Support for REEF.NET
Integrating REEF.NET applications with Spark is very important. However, some peculiarities in REEF code make such integration harder than it should be. In this section we will discuss some of the REEF issues related to Spark integration.
REEF.NET Bridge
Regardless of the runtime, REEF Driver is always a Java application. It uses Java JNI to invoke the driver-side event handlers implemented in .NET. A layer of C++ code that connects Java and C# parts of the REEF Driver is called REEF.NET Bridge. It is fast and reliable, and works fine for cases when REEF user controls the application submission (e.g. via REEF Client).
However, using REEF.NET Bridge makes impossible using standard Spark submission scripts (like spark-submit
) to launch the Spark+REEF application, because REEF.NET Driver entry point is not a JAR, but a C++ application compiled as a Windows .EXE file. That makes it impossible to launch existing REEF .NET code from Spark without changing the Spark submission code.

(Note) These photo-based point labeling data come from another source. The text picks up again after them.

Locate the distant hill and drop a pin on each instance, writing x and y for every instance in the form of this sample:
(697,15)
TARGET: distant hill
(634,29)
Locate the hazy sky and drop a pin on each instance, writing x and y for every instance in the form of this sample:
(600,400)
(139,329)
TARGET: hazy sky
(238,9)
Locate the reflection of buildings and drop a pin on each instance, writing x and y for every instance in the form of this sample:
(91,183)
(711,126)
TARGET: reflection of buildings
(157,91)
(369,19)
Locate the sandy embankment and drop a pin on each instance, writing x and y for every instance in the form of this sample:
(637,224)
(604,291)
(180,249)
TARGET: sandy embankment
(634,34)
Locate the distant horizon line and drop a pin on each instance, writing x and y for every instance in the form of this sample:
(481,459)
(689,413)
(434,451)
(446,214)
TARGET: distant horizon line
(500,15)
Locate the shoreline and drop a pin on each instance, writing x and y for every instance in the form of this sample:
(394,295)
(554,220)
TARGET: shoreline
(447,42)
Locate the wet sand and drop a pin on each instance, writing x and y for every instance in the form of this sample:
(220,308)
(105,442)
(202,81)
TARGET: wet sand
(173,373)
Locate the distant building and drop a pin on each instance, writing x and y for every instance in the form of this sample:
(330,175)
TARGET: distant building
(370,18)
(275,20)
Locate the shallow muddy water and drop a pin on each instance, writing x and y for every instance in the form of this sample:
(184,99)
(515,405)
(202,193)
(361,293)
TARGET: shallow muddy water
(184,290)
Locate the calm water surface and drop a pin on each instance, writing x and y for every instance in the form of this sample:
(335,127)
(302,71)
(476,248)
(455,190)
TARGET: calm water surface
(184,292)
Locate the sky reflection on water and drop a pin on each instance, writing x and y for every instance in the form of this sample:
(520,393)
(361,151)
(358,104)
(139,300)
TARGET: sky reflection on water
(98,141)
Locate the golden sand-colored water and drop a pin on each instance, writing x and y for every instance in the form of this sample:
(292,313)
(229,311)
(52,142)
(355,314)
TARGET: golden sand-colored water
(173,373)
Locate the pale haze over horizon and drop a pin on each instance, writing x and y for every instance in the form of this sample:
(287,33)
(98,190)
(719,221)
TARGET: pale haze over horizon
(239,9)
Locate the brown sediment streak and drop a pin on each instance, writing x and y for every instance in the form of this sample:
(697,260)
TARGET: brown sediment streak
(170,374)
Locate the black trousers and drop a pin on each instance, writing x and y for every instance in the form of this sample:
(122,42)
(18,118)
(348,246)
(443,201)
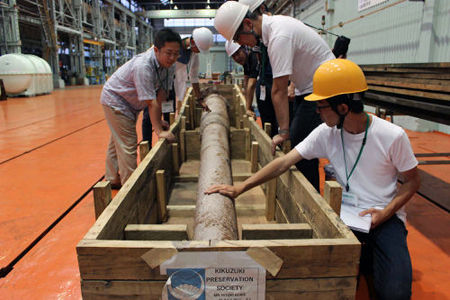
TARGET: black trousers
(305,120)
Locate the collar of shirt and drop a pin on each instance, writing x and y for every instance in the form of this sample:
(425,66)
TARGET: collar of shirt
(153,58)
(265,28)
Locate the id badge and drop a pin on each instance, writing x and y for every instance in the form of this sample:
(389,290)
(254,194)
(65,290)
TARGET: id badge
(167,106)
(349,198)
(262,95)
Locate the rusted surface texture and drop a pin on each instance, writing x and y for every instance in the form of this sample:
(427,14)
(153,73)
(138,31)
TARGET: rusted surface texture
(215,217)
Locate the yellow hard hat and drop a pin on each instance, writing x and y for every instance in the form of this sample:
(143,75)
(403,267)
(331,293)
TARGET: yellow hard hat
(337,77)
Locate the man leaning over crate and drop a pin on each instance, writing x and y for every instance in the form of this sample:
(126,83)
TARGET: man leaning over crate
(367,153)
(142,82)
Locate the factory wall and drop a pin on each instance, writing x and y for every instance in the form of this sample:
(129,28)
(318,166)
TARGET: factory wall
(408,32)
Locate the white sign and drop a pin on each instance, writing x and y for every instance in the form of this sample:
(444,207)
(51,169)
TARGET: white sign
(213,275)
(365,4)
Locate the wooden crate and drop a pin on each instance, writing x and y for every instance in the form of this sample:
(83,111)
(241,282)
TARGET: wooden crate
(320,254)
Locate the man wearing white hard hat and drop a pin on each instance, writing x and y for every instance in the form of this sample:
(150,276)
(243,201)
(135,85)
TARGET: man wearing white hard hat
(295,52)
(249,61)
(186,73)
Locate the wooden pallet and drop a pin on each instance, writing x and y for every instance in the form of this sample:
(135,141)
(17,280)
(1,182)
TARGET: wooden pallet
(320,255)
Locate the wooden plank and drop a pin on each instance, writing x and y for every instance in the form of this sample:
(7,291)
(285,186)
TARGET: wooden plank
(161,188)
(247,143)
(156,232)
(280,215)
(333,195)
(123,209)
(238,143)
(192,144)
(198,116)
(276,231)
(175,159)
(270,199)
(194,177)
(254,157)
(102,196)
(305,258)
(144,149)
(414,93)
(308,289)
(241,210)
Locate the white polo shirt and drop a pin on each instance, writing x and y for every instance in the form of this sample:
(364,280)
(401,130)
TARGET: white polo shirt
(294,49)
(386,153)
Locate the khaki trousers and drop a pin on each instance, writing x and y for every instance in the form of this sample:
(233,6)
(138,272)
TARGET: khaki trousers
(121,156)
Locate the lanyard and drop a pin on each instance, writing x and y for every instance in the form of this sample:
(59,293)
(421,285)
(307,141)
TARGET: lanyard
(347,187)
(263,63)
(166,86)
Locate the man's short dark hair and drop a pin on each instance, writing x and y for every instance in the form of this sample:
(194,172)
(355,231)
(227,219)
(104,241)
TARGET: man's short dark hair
(166,35)
(355,106)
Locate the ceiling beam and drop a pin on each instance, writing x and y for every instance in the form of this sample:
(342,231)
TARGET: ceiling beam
(178,13)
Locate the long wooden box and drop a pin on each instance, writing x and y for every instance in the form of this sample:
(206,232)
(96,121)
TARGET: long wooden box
(322,265)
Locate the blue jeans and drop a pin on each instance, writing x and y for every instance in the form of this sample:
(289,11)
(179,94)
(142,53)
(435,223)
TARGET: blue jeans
(385,256)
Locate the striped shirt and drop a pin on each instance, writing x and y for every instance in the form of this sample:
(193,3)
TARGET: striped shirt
(135,82)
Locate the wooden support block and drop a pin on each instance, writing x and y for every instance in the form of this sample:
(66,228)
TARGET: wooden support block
(156,232)
(187,112)
(287,146)
(162,195)
(247,143)
(183,123)
(175,158)
(270,199)
(333,195)
(182,145)
(198,116)
(144,149)
(254,157)
(102,196)
(268,128)
(276,231)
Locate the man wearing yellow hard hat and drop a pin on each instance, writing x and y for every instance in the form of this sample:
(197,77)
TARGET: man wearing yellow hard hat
(368,154)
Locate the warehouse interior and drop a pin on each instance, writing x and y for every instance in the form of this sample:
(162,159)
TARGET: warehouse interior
(54,134)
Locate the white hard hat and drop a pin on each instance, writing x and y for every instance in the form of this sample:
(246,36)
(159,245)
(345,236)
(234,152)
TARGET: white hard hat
(252,4)
(229,17)
(203,38)
(231,47)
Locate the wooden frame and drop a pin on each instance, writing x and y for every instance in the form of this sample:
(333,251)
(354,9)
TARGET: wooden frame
(322,266)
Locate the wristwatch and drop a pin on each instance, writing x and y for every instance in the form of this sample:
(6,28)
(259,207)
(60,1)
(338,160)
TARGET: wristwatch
(283,131)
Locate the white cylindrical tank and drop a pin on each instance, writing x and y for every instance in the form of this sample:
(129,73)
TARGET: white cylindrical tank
(25,74)
(16,71)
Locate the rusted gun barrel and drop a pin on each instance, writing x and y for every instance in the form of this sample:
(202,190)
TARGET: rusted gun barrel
(215,216)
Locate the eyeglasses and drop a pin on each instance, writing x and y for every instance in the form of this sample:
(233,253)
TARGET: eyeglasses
(319,108)
(171,54)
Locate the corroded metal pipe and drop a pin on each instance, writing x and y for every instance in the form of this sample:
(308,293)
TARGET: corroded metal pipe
(215,216)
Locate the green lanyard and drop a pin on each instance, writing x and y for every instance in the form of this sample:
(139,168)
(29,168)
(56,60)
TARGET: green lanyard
(263,63)
(161,83)
(347,187)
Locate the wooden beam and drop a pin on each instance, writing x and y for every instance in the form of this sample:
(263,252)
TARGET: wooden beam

More Spark-friendly approach would be to start REEF Driver purely in Java, and launch .NET VM as a separate process that communicates vith JVM part via TCP. Replacing REEF.NET C++ Bridge with TCP protocol should be completely transparent to both Spark and the existing REEF.NET applications.
Work on the TCP Bridge is already in progress as part of REEF .NET Core / Linux migration effort. We expect the first version of the new bridge to appear in REEF 0.17 release.